Die saharauische Frau kämpft für die Interessen des saharauischen Volkes. Sie steht an vorderster Front und leistet Pionierarbeit in allen Bereichen, in denen das saharauische Volk für seine Unabhängigkeit aktiv ist. Sie gibt ihren Söhnen, Ehemännern und Schwestern Kraft und treibt sie auf die Schlachtfelder. Sie baut auch die Institutionen des saharauischen Staates in den Flüchtlingslagern auf. Die saharauische Frauenorganisation ist eine internationale Organisation, die sich an dieser Arbeit beteiligt und in allen Institutionen in allen Bereichen ob politisch, gesellschaftlich, wirtschaftlich oder verwaltungstechnisch präsent ist. Die Vollendung der Souveränität des saharauischen Staates und die Sensibilisierung der saharauischen Frauen, damit sie weltweit ein Modell für den Aufbau und die Befreiung bleiben, sind die Hauptinteressen der Organisation.
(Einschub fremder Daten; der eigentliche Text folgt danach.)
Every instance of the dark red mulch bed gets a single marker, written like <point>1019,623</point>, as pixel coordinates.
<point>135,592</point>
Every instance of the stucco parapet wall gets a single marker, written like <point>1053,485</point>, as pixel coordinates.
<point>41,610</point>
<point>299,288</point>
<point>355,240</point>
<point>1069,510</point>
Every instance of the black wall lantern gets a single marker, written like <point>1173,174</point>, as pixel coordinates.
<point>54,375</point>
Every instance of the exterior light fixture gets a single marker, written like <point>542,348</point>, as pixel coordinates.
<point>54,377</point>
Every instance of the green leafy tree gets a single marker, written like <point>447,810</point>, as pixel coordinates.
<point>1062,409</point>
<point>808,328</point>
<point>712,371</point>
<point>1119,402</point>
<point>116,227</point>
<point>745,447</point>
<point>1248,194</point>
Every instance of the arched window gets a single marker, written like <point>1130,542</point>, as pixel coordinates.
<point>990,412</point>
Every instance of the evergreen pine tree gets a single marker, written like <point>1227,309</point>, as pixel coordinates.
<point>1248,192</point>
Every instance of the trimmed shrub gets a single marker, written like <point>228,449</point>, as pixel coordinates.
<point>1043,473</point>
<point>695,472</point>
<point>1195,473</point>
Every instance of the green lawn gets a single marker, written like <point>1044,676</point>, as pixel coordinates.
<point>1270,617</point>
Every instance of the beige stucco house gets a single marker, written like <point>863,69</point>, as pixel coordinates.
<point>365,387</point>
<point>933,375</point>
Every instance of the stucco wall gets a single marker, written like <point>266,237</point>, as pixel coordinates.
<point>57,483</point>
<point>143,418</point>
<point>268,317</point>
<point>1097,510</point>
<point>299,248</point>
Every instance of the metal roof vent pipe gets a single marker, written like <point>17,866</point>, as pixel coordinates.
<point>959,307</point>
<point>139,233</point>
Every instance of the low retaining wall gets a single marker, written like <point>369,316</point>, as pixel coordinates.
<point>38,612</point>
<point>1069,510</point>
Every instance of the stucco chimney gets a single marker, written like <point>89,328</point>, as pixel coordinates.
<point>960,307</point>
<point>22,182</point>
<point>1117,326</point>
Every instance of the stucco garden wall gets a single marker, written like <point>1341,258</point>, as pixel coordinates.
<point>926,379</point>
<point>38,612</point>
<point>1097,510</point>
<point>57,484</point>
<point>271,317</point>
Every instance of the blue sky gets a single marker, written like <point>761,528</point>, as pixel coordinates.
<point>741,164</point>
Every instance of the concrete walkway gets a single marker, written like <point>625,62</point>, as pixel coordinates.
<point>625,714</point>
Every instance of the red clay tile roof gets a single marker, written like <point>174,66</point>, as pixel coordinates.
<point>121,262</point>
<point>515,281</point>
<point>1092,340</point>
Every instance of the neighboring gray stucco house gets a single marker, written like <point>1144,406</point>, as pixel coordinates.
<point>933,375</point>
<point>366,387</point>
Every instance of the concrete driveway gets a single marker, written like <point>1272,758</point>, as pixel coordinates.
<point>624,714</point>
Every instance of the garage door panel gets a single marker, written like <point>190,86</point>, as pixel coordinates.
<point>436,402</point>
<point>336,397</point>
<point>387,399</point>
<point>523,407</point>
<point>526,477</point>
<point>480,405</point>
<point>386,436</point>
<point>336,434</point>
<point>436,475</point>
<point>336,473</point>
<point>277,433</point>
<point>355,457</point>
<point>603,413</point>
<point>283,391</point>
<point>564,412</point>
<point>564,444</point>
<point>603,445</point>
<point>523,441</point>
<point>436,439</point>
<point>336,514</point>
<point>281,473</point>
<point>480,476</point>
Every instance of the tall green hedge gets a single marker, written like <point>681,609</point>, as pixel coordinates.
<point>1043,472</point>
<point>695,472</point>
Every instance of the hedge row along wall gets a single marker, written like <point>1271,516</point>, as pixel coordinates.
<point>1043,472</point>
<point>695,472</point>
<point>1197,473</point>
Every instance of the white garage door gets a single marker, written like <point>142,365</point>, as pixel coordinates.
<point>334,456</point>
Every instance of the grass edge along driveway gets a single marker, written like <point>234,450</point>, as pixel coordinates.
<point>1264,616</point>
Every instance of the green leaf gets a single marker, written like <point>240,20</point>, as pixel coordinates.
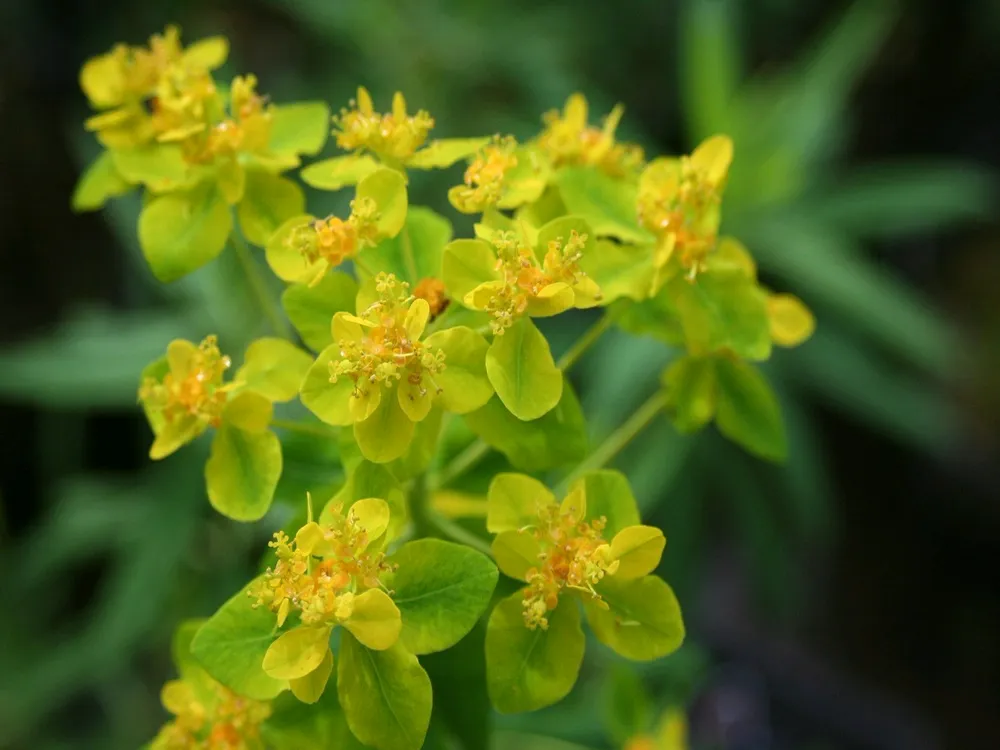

Zum Schluss, lasst uns über die Bedeutung der internationalen Zusammenarbeit sprechen. Während eines Besuchs der deutschen Außenministerin Anna-Lena Barbock im Jahr 2022 hat sie Marokko, unter Protest der saharauischen Freiheitsbewegung, die deutsche Unterstützung für die Umwandlung der Westsahara in eine „autonome Region unter marokkanischer Kontrolle“ zugesichert. Die Bundesrepublik versprach auch höhere Investitionen in den marokkanischen Staat und eine engere Zusammenarbeit zwischen den beiden Staaten.
Welche Rolle spielen Staaten wie Deutschland bei der Unterdrückung und Kolonialsierung der Westsahara? Was sind die Aufgaben der Revolutionär:innen in Europa im Hinblick auf die Befreiung der Westsahara?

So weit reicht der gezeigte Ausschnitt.